Réputé très à droite, le ministre israélien des Affaires étrangères Avidgor Lieberman a effectué sa première visite officielle à Paris où il a été reçu mardi à l’Élysée.
Précédé d’une solide réputation de faucon, notoirement connu pour ses propos hétérodoxes et ses déclarations à l’emporte-pièce, Avigdor Lieberman était attendu à Paris avec une curiosité teintée d’inquiétude. Aucune rencontre avec la presse n’était prévue durant cette première visite du chef de la diplomatie israélienne qui a débuté mardi après-midi. Un rassemblement de quelque 250 personnes s’est déroulé mardi près du Quai d’Orsay. Deux jeunes manifestants propalestiniens ont même tenté d’empêcher la voiture du ministre israélien d’y pénétrer.
Venant de Rome, Avigdor Lieberman s’est entretenu avec Bernard Kouchner et à l’Élysée avec Claude Guéant, à qui il a répété le message que le nouveau gouvernement israélien entend manifestement faire passer aux Européens : sur l’échelle des priorités, la menace nucléaire iranienne passe avant le processus de paix, auquel l’État hébreu souhaite désormais appliquer une approche qualifiée de «réaliste». Une position qu’il a résumée, mardi matin, lors de sa rencontre avec Silvio Berlusconi, en estimant que les efforts diplomatiques pour mettre un frein au programme nucléaire iranien ne devraient pas durer plus de trois mois, faute de quoi «des mesures pratiques» devraient être prises.
Le «déclic» avec Téhéran
Face à ces prises de position évoquant la perspective d’un renforcement des sanctions, voire d’arguments plus musclés auxquels on sait enclins les Israéliens, les interlocuteurs français d’Avigdor Lieberman ont souligné la nécessité de rester dans les rails. «Une opération militaire israélienne est probable s’il n’y a pas de solution diplomatique», estimait récemment une source diplomatique française tout en jugeant qu’une telle option serait un «désastre».
À Paris, Avigdor Lieberman s’est donc entendu réaffirmer la conviction que les efforts menés par les Six (États-Unis, Allemagne, Chine, France, Grande-Bretagne, Russie) doivent être poursuivis pour aboutir enfin au «déclic» d’une négociation avec Téhéran.
Au Quai d’Orsay comme à l’Élysée, on a également insisté auprès du ministre israélien sur l’«urgence» de faire progresser le processus de paix, notamment pour tenter de marginaliser les radicaux avant les élections palestiniennes de l’an prochain.
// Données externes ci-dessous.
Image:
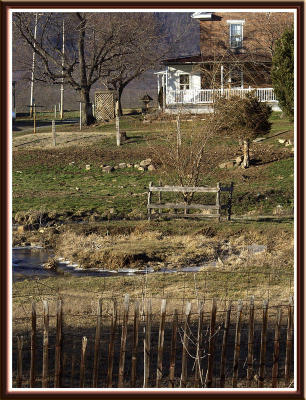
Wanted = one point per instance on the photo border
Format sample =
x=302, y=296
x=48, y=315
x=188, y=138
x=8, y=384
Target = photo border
x=102, y=393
Pas question d’échanger avec Avigdor Lieberman sur ses positions en faveur d’un «État juif homogène» aux dépens des Arabes israéliens, indiquait-on au Quai d’Orsay.
En revanche, poursuivait-on, des discussions sont possibles dans plusieurs domaines. Paris attend d’abord du nouveau gouvernement israélien qu’il se dise favorable à un État palestinien, ce qu’il n’a pas fait jusqu’à présent. Benyamin Nétanyahou a préféré parler mardi d’une «nouvelle approche» dans les discussions avec les Palestiniens, et insiste notamment sur le renforcement de l’économie en Cisjordanie avant des négociations concernant un accord sur un statut définitif.
La relation «reste amicale»
La France, a-t-on dit mardi à Avigdor Lieberman, souhaite aussi qu’Israël fasse un geste à l’égard du Liban, gèle ses colonisations, discute avec la Syrie et rouvre les accès à Gaza. Sur tous ces importants dossiers, on n’attendait pas d’une première prise de contact qu’elle fasse bouger les lignes.
Avec Israël, les différences d’approches sont multiples et ont été renforcées par l’opération militaire israélienne à Gaza en début d’année, qualifiée d’«échec» à Paris. Toutefois, la relation «reste amicale», ce qui permet, selon l’expression prisée par Nicolas Sarkozy, de «tout se dire».
Après la France, Avigdor Lieberman se rendra mercredi à Prague, présidente en exercice de l’Union européenne, puis à Berlin.